Limitations, strengths and implications for future research
Some issues should be considered when interpreting the results of this study. A key limitation is that the major source of information was self-report. This form of data collection may bias the results, as the observed correlations between the different items may be due to common method variance rather than representing actual relations among underlying latent constructs. An exception to the self-report data-collection, and a strength of the study, was the inclusion of INE scores, which provided a more valid and normally distributed measure of academic achievement than the frequently used self-reported grades. In general, research would benefit from a cross-validation of the BEC-SES obtained from additional sources, such as from parent and teacher reports or through classroom observations.
We wish to emphasize, when discussing the findings of this study, that the predictive effects do not imply causation. However, the predictive effects in this study highlighted the consequences of mis-specifying multidimensional models with highly correlated subfactors. Future research into the factors associated with, and development of school engagement should consider multiple covariates and methods to better understand individual and group changes during adolescence. Another limitation to this study is that it was conducted with a limited age range in a homogeneous cultural area. This sampling restricts the generalizability of the research results to students of different ages and the results may not represent the findings based on youth from other cultures or subgroups within the Icelandic population. The research results would benefit from a cross-cultural and cross-group validation of future studies.
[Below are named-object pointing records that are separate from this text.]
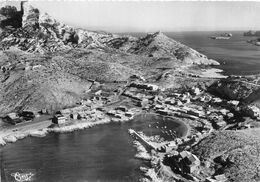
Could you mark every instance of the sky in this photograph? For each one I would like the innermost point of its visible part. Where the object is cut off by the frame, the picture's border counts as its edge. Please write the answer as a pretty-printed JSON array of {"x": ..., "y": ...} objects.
[{"x": 150, "y": 16}]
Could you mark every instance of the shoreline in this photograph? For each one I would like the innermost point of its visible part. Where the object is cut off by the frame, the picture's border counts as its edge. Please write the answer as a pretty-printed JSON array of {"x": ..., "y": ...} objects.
[{"x": 11, "y": 136}]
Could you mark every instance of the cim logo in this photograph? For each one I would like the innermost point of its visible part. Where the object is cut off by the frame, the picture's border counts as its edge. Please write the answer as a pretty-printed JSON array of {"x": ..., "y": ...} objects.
[{"x": 22, "y": 177}]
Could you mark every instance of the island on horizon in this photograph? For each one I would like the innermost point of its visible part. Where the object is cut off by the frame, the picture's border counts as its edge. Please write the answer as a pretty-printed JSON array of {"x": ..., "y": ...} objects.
[{"x": 59, "y": 79}]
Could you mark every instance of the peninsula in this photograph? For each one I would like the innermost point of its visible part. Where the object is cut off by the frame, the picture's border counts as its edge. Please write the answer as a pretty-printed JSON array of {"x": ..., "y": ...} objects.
[{"x": 56, "y": 78}]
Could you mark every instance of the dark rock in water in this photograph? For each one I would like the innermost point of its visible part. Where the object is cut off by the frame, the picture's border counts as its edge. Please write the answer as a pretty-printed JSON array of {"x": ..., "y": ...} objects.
[{"x": 252, "y": 33}]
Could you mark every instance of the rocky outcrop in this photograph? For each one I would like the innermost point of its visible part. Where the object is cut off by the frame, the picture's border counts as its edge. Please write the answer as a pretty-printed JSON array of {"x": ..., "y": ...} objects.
[
  {"x": 39, "y": 32},
  {"x": 234, "y": 153},
  {"x": 235, "y": 89}
]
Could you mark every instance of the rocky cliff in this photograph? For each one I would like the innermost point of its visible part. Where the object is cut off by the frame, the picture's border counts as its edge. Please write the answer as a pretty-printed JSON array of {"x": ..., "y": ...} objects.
[{"x": 47, "y": 64}]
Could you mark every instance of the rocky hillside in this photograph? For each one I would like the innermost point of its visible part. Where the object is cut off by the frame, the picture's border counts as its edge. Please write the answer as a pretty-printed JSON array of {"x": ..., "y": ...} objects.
[
  {"x": 234, "y": 153},
  {"x": 47, "y": 64},
  {"x": 246, "y": 90}
]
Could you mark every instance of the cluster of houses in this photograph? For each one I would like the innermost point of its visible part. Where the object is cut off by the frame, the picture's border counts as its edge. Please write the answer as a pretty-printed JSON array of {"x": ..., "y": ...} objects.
[
  {"x": 183, "y": 162},
  {"x": 16, "y": 118}
]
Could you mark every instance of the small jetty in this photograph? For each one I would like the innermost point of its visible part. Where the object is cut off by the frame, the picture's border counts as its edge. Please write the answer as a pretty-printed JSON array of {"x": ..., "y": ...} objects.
[{"x": 139, "y": 138}]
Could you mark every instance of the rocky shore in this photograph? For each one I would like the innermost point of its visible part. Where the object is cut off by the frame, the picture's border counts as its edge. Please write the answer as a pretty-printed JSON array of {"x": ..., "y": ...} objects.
[{"x": 83, "y": 78}]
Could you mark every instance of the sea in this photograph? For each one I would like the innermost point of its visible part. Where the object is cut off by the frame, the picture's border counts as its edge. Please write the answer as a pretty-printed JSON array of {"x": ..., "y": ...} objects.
[
  {"x": 236, "y": 55},
  {"x": 106, "y": 153},
  {"x": 102, "y": 153}
]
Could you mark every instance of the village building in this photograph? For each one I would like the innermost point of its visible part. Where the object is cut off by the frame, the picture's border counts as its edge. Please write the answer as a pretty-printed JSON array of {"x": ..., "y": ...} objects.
[
  {"x": 12, "y": 118},
  {"x": 59, "y": 119}
]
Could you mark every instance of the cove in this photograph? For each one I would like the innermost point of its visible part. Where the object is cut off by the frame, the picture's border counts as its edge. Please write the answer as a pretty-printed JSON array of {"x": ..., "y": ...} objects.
[{"x": 102, "y": 153}]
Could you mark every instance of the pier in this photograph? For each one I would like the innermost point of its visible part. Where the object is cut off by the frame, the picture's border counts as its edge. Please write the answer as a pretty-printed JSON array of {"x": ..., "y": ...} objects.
[{"x": 145, "y": 143}]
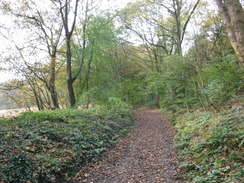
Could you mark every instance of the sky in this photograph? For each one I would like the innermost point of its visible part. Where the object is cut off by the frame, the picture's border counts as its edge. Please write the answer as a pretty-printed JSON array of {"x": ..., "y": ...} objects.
[{"x": 5, "y": 76}]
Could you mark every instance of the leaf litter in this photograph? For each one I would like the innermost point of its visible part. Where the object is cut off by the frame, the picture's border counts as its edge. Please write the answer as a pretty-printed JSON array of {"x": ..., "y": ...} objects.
[{"x": 146, "y": 155}]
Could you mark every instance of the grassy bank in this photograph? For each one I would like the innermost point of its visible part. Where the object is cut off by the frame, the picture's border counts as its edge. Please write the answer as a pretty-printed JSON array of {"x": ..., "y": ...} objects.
[
  {"x": 49, "y": 146},
  {"x": 212, "y": 144}
]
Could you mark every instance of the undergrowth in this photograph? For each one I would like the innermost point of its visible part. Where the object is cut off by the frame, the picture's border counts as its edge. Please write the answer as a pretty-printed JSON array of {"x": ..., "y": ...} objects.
[
  {"x": 49, "y": 146},
  {"x": 211, "y": 144}
]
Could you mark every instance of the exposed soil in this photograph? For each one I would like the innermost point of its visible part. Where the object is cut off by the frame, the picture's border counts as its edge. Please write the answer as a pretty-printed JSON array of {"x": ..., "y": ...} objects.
[{"x": 146, "y": 155}]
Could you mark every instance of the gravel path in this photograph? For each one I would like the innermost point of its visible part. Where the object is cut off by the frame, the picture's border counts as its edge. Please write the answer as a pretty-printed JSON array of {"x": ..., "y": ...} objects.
[{"x": 146, "y": 155}]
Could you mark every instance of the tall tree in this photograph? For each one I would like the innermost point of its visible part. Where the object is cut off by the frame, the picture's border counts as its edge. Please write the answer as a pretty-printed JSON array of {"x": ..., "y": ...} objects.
[
  {"x": 47, "y": 30},
  {"x": 65, "y": 9},
  {"x": 233, "y": 15}
]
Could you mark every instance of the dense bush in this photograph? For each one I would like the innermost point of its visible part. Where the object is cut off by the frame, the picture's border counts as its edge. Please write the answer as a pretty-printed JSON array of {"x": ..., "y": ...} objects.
[
  {"x": 48, "y": 146},
  {"x": 211, "y": 145}
]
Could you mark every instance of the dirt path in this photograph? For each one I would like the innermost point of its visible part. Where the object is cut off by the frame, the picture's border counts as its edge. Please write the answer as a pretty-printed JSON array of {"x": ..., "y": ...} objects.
[{"x": 146, "y": 155}]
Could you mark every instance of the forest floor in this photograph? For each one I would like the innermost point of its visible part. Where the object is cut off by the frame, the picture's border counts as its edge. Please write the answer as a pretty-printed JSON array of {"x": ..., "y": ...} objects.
[{"x": 145, "y": 155}]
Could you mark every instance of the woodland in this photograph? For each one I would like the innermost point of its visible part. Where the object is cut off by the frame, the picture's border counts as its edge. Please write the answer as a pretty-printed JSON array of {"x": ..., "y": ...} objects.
[{"x": 86, "y": 65}]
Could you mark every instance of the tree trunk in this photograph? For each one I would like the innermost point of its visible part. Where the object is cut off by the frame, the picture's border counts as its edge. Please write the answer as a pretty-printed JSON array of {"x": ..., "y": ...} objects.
[
  {"x": 233, "y": 15},
  {"x": 52, "y": 87},
  {"x": 70, "y": 80}
]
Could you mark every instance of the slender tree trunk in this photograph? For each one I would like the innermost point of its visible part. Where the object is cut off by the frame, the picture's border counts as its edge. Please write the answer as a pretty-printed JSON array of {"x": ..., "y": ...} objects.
[
  {"x": 233, "y": 15},
  {"x": 52, "y": 87},
  {"x": 70, "y": 80}
]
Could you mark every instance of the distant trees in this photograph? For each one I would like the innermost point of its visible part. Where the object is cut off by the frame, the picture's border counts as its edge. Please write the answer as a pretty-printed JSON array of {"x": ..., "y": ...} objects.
[
  {"x": 137, "y": 55},
  {"x": 233, "y": 16}
]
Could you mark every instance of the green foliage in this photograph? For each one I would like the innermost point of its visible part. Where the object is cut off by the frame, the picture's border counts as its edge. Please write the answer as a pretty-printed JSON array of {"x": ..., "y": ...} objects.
[
  {"x": 211, "y": 145},
  {"x": 19, "y": 168},
  {"x": 48, "y": 146}
]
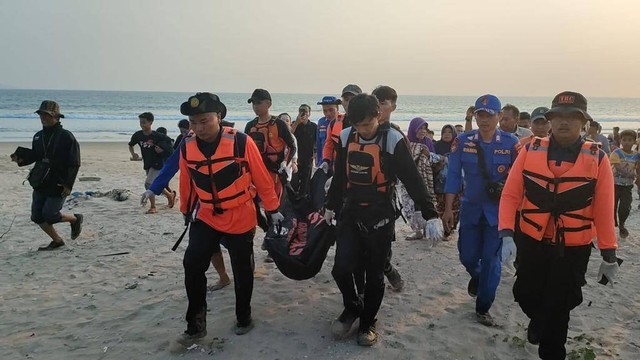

In general however, the results confirm that school engagement ‘consists of behavioral (including academic), cognitive, and affective subtypes’ as defined by Christenson and colleagues (2012, pp. 816–817), without any one subtype outweighing the other two. The significantly better fit of the bifactor model suggests that, rather than being unidimensional or multidimensional, school engagement is characterized by both a single and multiple dimensions. Furthermore, the results showed that important secondary dimensions can be lost when using nested models, such as the three-factor model. Our results suggest that a bifactor model is the best way to represent a comprehensive measure of school engagement.
Footnotes
Funding
The authors disclosed receipt of the following financial support for the research, authorship, and/or publication of this article: University of Iceland Research Fund and University of Iceland Doctoral Fund.